The Minister of Higher Education and Technology transformed the devolution project at Gweru into Zimbabwe's third state university by means of the State University in the Midlands Act of April 1999.

The new university, whose name was later changed to the Midlands State University, was to be housed at the Gweru Teachers College premises.

==Organisation==
The titular head of the university is the Chancellor, who is the President of Zimbabwe. The university is governed by a University Council, comprising the university's chief officers, representatives of the Senate, staff and students, nominees of the Minister of Higher and Tertiary Education and representatives form various sectors of commerce and civil society. The chief executive of the university is the Vice-Chancellor, who is appointed by the Chancellor after consultation with the Minister of Higher and Tertiary Education and the University Council. The Vice-Chancellor is assisted by one or more Pro–Vice-Chancellors, appointed by the University Council with the approval of the Minister of Higher and Tertiary Education.
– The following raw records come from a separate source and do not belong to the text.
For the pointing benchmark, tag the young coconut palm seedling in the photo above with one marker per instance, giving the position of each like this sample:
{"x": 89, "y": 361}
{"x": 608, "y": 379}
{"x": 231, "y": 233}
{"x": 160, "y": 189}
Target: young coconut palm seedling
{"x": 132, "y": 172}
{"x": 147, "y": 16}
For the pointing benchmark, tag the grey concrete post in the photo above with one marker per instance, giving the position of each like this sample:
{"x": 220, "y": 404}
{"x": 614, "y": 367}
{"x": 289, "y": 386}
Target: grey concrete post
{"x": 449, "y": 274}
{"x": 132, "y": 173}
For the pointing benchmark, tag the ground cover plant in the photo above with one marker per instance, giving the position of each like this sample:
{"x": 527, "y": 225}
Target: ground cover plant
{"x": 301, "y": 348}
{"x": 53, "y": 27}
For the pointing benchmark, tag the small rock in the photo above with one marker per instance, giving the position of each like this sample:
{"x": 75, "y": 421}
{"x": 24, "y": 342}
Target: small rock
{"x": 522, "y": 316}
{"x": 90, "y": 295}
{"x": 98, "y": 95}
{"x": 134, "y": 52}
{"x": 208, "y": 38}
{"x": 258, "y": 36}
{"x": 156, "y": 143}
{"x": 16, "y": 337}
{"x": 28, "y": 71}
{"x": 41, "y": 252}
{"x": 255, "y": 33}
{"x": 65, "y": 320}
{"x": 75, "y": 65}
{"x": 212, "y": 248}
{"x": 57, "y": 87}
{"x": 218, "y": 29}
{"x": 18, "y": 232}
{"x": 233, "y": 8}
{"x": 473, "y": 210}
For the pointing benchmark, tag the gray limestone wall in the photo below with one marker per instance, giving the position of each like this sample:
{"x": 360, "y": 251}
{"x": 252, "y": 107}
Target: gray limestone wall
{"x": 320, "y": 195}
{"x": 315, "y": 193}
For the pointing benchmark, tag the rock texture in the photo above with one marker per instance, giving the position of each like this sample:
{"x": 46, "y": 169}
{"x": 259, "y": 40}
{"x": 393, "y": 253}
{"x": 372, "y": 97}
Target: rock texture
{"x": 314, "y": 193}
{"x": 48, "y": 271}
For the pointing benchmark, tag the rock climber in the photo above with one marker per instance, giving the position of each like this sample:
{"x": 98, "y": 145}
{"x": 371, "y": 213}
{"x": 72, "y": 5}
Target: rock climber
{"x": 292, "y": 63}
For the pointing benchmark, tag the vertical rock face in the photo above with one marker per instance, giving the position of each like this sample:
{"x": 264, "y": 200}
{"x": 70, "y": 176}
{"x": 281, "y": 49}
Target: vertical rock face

The academic authority of the university is vested in the Senate, comprising the university's chief officers, the deans of faculties, all full professors, the chairmen of departments and staff and student representatives. The university is divided into faculties, managed by an executive dean and governed by a Faculty Board comprising all professors and lecturers.

==Fully semesterised university==
Midlands State University is a fully semestered and modularised University. Enrolment takes place twice a year, in March and in August. Modules offered at any level in a semester are available at the same level during the next semester. This arrangement gives an opportunity to those students who, at the end of a semester are required to 'carry' or 'repeat' failed modules to do so in the next semester.

Students enrolled at MSU study for four-year or five-year degree programmes spending their Third Level on Work Related Learning in industry and other work places. Work Related Learning is an approach to teaching and learning which requires a student to spend some time during the course of study on 'hands on' practical experience.

==Student life==
Residences
There is a large number of flats which house male and female students separately. Many of the flats are named after prominent anti-colonial patriots such as Kaguvi and Nehanda. In 2013, the university constructed new halls of residence so as to cope with the increasing number of undergraduates. MSU is also currently constructing Halls of residence at its Telone Campus, and these are the most expensive and stylish hostels. The Batanai Campus has two hostels namely Rutendo and Ruzivo. Below is a table of all hostels and their locations:

Halls of Residence
| Campus Location | Hostel | Gender | Occupants/Room |
|---|---|---|---|
| Batanai Campus | Rutendo | Female | 2 |
| Batanai Campus | Ruzivo | Female | 1 |
| Main Campus | Uhuru | Male | 2 |
| Main Campus | Dzapasi | Male | 4 |
| Main Campus | Magamba | Male | 6 |
| Main Campus | Runyararo | Female | 2 |
| Main Campus | Wadzanai | Female | 2 |
| Main Campus | Rufaro | Male | 2 |
| Main Campus | Nyadzonya | Male | 2 |
| Main Campus | Rusununguko | Male | 2 |
| Main Campus | Kaguvi | Female | 2 |
| Main Campus | Nehanda | Female | 2 |
| Main Campus | China | Female | 5 |
| Main Campus | Japan | Male | 5 |

These hostels, however cannot accommodate all students and may not be preferred or afforded by all students therefore a lot of students are accommodated in close neighbourhoods that include Senga, KMP, Nehosho, Windsor Park, Daylesford, Kopje and Gweru East.

==Campuses==
Midlands State University has many campuses and these include

- Main Campus in Gweru
- Telone Campus which accommodates the Business and Law students in Gweru
- Batanai Campus which accommodates the School of Tourism and Hospitality studies in Gweru
- Harare Campus in Harare
- Mutare Campus which houses most Engineering programmes in Mutare
- ZVishavane Campus in the mining town of Zvishavane

In 2018, MSU also announced plans of opening another campus in Redcliff Town and back in 2015 news hit the newspapers that MSU had been given land to open a Law School in Kwekwe.